Abstract

The objective of this research was to further evaluate the relative importance of electrorepulsion and electroosmosis to the mechanism of enhanced transport across the skin during iontophoresis. Specifically, the impact of iontophoresing into the skin positively and negatively charged polypeptides (poly- l-lysines and poly- l-glutamic acids, respectively) on the membrane's permselectivity, and hence on the quantity and direction of electroosmotic flow, was examined. Experiments were performed in vitro at pH 7.4 using conventional methodology; electroosmosis during the iontophoresis of the polypeptides into and across the skin was tracked in the usual way via the movement of the polar, uncharged, non-metabolizable marker, D-mannitol. Electrotransport of the cationic polypeptides attenuated electroosmotic flow in the normal anode-to-cathode direction; the degree of inhibition was correlated both with the initial concentration of poly- l-lysine in the anodal chamber and with the molecular weight of the polypeptide employed (from 1 to 25 Kilodaltons). Iontophoresis of the anionic poly- l-glutamic acids from the cathode provoked a slight increase in electroosmotic flow in the `reverse' direction (i.e. from the receptor phase beneath the skin towards the cathode chamber located on the epidermal side of the membrane); this effect, however, was much less dramatic than that produced in the opposite sense by the cationic polypeptides. The results suggest that driving large positively-charged polypeptide molecules into the skin leads to neutralization of the membrane's negativity, a subsequent loss of permselectivity and a concomitant attenuation of electroosmosis in the conventional anode-to-cathode direction.

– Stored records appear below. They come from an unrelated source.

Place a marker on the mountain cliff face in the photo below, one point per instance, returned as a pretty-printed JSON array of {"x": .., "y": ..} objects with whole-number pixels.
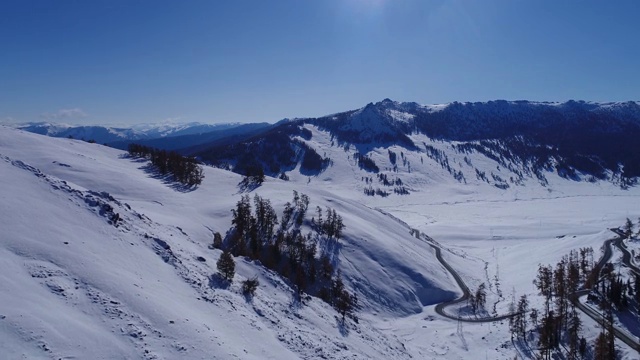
[{"x": 576, "y": 140}]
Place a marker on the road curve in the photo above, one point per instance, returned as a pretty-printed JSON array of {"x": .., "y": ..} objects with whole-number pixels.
[
  {"x": 574, "y": 298},
  {"x": 628, "y": 339},
  {"x": 465, "y": 295}
]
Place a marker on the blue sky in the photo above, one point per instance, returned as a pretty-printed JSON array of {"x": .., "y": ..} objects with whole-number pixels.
[{"x": 132, "y": 61}]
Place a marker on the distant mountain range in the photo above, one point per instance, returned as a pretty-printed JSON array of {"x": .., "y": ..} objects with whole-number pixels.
[
  {"x": 165, "y": 136},
  {"x": 577, "y": 140}
]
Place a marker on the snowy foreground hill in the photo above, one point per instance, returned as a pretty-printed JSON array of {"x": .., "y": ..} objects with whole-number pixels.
[{"x": 75, "y": 286}]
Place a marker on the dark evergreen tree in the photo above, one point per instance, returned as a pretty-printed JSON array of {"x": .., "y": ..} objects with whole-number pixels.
[{"x": 226, "y": 266}]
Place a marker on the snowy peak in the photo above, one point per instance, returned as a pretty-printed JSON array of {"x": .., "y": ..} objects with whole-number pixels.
[{"x": 108, "y": 134}]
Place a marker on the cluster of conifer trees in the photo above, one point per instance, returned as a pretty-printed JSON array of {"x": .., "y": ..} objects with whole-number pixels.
[
  {"x": 561, "y": 321},
  {"x": 281, "y": 246},
  {"x": 184, "y": 170}
]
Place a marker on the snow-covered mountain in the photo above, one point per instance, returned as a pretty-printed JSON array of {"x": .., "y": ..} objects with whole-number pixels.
[
  {"x": 578, "y": 141},
  {"x": 75, "y": 285},
  {"x": 104, "y": 134}
]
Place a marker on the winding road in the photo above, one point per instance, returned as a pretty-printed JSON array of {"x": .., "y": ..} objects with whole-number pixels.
[
  {"x": 440, "y": 308},
  {"x": 625, "y": 337},
  {"x": 628, "y": 339}
]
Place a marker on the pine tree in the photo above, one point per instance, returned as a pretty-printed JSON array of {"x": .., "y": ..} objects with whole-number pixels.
[
  {"x": 521, "y": 317},
  {"x": 217, "y": 241},
  {"x": 226, "y": 266},
  {"x": 573, "y": 332}
]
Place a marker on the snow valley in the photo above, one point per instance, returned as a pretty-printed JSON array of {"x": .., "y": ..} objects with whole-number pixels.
[{"x": 394, "y": 209}]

Presumably, the relatively poor iontophoretic permeability of these species (which becomes more and more evident with increasing molecular weight) results in a sufficiently important association of the polypeptide with the skin during the period of current passage. Much less significant effects are realized by the cathodal iontophoresis of poly-anions due to the difficulty of `pushing' negative ions into an already negatively-charged membrane.